Reflections on Berlin Revisited by Daniel Naftel
Have you wondered who decides what makes it into the newspaper? Who influences the news within a country? How is it influenced from outside of a country? Daniel Naftel’s honors thesis investigated whether public statements by Soviet leader Nikita Khrushchev influenced how the Berlin Crisis of 1958-1961 was covered in the United States media. Daniel reflects here about the current media and political landscape in light of his thesis research.
Russia has been in the news a lot lately, with worrying reports suggesting Putin has been “weaponizing misinformation” in a coordinated effort to destabilize the West. While this might conjure specters of the Cold War, forces of technology and the rise of the populist far right in Europe and the United States make this a very different world from the one that faced world leaders, and the press, in the late 1950s.

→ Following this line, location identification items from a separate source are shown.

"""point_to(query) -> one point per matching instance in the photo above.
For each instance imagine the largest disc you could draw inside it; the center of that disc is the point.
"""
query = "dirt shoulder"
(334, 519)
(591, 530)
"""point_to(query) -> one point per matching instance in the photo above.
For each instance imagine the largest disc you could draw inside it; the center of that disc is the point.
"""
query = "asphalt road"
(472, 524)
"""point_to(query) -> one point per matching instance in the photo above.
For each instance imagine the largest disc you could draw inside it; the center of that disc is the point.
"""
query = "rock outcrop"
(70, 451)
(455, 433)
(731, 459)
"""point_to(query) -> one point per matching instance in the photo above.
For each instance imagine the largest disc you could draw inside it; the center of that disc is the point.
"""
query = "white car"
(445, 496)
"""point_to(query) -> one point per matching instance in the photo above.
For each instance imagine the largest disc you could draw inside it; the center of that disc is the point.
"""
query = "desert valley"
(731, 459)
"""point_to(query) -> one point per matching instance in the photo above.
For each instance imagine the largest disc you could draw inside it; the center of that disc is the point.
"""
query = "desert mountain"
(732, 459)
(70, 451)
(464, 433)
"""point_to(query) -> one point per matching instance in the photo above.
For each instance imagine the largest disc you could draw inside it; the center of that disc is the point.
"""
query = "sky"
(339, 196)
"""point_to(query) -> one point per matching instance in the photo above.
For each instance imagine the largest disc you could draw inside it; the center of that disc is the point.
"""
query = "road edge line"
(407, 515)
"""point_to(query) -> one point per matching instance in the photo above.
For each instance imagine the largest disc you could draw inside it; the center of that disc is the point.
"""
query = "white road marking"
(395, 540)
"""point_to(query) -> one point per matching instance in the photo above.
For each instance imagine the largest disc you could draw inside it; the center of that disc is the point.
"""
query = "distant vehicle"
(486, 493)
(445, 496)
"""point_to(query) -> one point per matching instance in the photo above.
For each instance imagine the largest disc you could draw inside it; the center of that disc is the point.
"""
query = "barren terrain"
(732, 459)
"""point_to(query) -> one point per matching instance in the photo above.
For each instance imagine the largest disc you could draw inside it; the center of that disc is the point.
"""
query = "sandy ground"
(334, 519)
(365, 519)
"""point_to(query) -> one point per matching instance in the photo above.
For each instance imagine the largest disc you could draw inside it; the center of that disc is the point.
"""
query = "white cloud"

My research was based on the assumption that Soviet leaders would have an interest in drawing attention to issues sensitive to their American rivals; however, they were ultimately limited by the fact that the American press only listened to them in times of crisis. Even now, mainstream news articles almost always feature Western experts talking about Russia, not from the Russians themselves. This makes it exceedingly difficult for a foreign power to influence domestic media narratives.
Yet the game seems to have changed. Fake news and misinformation are rampant on social media, playing on hyper-partisan divides and heavily influencing Americans’ view of reality. Through the use of hacking and the spread of fake news, Putin doesn’t even have to open his mouth to propagandize. Whether you think our current President is a vile demagogue or a conservative savior, this should concern you.